~Peter~


Obserwowałem ich.

Obserwowałem ją.

Grali w to. W tą cholerną butelkę.

Siedziałem na drzewie obok.

Nagle ona poszła do łazienki, a on za nią.

Przez okno widziałem co zrobili.

Moje serce zaczęło krwawić. Chciałem ją powstrzymać.

Mimo tego nadal patrzyłem jak grają.

Widziałem też, jak on niósł ją do domku.

Mimo tego dalej ich obserwowałem.

Ale tego, że razem leżą, całują się i obmacują już nie mogłem wytrzymać.

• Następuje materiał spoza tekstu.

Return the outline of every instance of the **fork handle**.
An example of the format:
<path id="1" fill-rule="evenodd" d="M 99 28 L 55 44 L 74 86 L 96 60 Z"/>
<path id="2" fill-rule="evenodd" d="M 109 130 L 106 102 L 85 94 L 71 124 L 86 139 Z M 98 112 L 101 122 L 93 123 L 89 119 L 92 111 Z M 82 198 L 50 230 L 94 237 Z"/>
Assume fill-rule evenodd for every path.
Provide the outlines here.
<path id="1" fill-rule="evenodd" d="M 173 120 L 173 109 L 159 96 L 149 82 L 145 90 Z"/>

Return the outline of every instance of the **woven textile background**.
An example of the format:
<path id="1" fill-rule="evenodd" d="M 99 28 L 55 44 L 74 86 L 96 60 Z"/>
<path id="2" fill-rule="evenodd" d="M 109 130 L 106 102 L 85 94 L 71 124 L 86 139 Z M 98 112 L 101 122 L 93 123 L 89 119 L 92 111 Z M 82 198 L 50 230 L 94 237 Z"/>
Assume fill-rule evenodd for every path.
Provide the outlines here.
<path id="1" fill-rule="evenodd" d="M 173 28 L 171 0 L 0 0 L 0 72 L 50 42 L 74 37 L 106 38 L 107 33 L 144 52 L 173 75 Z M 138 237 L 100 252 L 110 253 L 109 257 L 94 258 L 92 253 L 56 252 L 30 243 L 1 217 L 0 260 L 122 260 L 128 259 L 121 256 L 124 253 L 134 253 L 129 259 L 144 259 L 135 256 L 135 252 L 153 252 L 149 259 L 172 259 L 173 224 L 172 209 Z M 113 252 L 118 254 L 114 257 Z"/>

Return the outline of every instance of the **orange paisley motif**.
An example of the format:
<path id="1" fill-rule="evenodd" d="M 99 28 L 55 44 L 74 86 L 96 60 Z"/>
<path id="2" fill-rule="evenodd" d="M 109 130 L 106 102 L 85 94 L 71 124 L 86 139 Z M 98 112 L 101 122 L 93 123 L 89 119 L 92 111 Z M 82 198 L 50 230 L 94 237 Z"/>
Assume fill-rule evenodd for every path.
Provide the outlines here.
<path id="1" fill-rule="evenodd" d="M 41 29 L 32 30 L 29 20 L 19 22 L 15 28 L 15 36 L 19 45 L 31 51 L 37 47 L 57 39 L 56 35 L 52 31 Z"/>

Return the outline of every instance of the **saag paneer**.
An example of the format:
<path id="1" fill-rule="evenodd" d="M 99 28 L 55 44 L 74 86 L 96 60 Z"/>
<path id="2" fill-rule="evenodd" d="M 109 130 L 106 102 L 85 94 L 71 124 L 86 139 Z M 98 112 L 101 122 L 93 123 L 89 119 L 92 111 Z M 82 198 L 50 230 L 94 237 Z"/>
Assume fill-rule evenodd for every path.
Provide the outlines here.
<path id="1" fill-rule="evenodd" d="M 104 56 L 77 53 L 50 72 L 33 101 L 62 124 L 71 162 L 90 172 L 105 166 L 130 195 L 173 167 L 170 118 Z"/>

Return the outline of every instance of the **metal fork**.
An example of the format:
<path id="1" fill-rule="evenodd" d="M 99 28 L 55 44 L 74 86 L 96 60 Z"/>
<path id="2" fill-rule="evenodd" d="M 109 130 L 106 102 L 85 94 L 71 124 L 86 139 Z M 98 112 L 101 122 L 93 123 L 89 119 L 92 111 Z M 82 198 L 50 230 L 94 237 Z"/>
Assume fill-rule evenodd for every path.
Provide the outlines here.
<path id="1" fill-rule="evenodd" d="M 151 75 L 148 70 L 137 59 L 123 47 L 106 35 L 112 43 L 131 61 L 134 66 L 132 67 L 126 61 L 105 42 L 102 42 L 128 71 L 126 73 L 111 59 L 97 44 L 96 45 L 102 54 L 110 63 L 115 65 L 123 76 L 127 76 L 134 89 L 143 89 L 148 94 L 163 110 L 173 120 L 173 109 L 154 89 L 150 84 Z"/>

Teleportowałem się pod okno tutejszej kierowniczki.

Spała już, a miała się opiekować nimi.

Pewnie zastanawiacie się, po co tu jestem?

Chcę rozdzielić Jolę i tego chłopaka, ale przecież nie zrobię wjazdu na chatę moją osobą.

Potrzebuję do tego innego ciała. Konkretnie tego.

Wskoczyłem do jej ciała.


Spojrzałem w lustro.

Byłem kobietą po czterdziestce.

Dresowe spodnie, luźny t-shirt...

Wyszedłem z jej domku i skierowałem ku domku Joli.

Boże, chcę zobaczyć minę tego debila.

Po cichu wszedłem do domku Joli.

Po schodach poszedłem do góry.

Miziali (i na szczęście tylko miziali) się na moich oczach. Miałem ochotę go pobić.

Zabić.

Rozerwać na kawałki.

Wszystko byle nie dotykał jej.

Nie w taki sposób.

- Ekhem? - odchrząknąłem znacząco kobiecym głosem

Przestali i spojrzeli na mnie w osłupieniu.

Pokazałem na zegarek. Była druga w nocy.

- Cisza nocna zaczęła się trzy godziny temu. - powiedziałem

- Ale... - zaczęła Jola

- Żadnego ale! - krzyknąłem - Zmykaj do domku kochasiu!

Zack podniósł swoją koszulkę z podłogi, cmoknął ją w czoło, przeszedł obok mnie i wyszedł.

Jola patrzyła na mnie spode łba.

- Czy była pani kiedykolwiek zakochana? - mruknęła

Ona - nie wiem, ale ja - tak. I to w tobie.

- Nie. - odparłem

Dziwnie się czułem w roli kobiety.

- Widać. - burknęła i się odwróciła ku ścianie

Westchnąłem i wyszedłem z domu.

Przeszedłem po reszcie domków, aby nikt nic nie podejrzewał.

Następnie wszedłem do domku kierowniczki i wyskoczyłem z jej ciała.


Podszedłem pod balkon połączony z pokojem Joli.